Tchao Pantin, c’est le choc. Coluche décroche un César, le public se prend une claque. L’acteur, lui, passe du rire aux larmes avec maestria.
Et depuis, faire son Tchao Pantin désigne cette mue artistique spectaculaire : l’abandon du nez rouge au profit du regard éteint, le passage du bon mot à la plaie ouverte. C’est le moment où le rigolo se mue en tragédien, où le clown montre qu’il sait pleurer aussi bien que faire rire. Ce que l’on croyait caricature se révèle alors profondeur. C’est le grand saut.
Ceux qui font leur Tchao Pantin ne manquent pas d’audace. Il faut du cran pour s’y coller car tous ne survivent pas à la transition. Le truc n’est pas à la portée du premier raconteur de blagues pourries venu, du manieur de coussin péteur ou de l’auteur du « Lâcher de salopes ». Si la reconversion échoue, si l’on manque son virage tragique, on ne devient pas Lambert… mais un guignol sans public. Ce qui est autrement plus douloureux.

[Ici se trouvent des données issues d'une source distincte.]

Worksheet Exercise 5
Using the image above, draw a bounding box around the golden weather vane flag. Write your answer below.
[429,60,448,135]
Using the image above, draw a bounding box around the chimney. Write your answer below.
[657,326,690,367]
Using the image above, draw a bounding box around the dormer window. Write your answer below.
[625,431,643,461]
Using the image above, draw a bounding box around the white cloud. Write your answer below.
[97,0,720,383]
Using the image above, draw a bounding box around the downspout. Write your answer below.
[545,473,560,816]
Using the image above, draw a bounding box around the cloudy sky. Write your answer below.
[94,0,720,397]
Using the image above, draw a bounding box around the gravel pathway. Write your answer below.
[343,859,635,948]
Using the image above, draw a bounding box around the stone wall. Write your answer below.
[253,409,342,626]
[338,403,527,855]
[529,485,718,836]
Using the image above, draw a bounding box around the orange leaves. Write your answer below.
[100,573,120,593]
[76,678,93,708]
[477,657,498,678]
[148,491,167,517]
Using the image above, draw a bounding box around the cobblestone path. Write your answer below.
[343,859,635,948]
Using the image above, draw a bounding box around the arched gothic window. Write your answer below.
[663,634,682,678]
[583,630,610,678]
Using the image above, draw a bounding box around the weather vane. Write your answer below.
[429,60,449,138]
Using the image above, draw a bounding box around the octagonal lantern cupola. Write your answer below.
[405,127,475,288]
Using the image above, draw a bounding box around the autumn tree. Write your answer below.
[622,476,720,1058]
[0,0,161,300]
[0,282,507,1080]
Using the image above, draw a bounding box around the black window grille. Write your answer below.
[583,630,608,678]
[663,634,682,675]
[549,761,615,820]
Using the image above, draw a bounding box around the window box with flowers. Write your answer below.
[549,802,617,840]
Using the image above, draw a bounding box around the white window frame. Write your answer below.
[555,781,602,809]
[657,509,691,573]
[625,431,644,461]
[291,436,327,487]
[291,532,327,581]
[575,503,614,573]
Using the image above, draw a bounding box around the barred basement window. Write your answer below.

Car là réside tout le piège de l’expression : elle ne se décrète pas, elle se mérite grâce au talent. La rédemption dramatique ne s’achète pas avec du pathos et de la bouffissure déclamatoire. Il faut que le jeu soit juste, que la blessure soit sincère, que le masque tombe avec grâce.
Un gag man qui devient tueur paumé ? Il fait son Tchao Pantin. Une star des plateaux télé qui décroche un rôle dans un film d’auteur ? Elle tente son Tchao Pantin. Un chroniqueur radio devenu ombre muette dans un huis clos scandinave ? C’est peut-être un Tchao Pantin.
Faire son Tchao Pantin, c’est se griller les ailes pour briller autrement.
C’est espérer que derrière les rires, il y ait encore assez d’humanité pour faire pleurer.
C’est s’offrir tout entier au regard du spectateur, dans ce qu’il a de plus cruel et de plus vrai. On ne rit plus, on s’émeut, on respecte.
Faire son Tchao Pantin demeure un exploit rare : un moment de bascule, une vérité nue, une claque qui fait taire les rires. Un adieu à la facilité.
Et un salut à l’humanité (et ça aussi c’est suranné).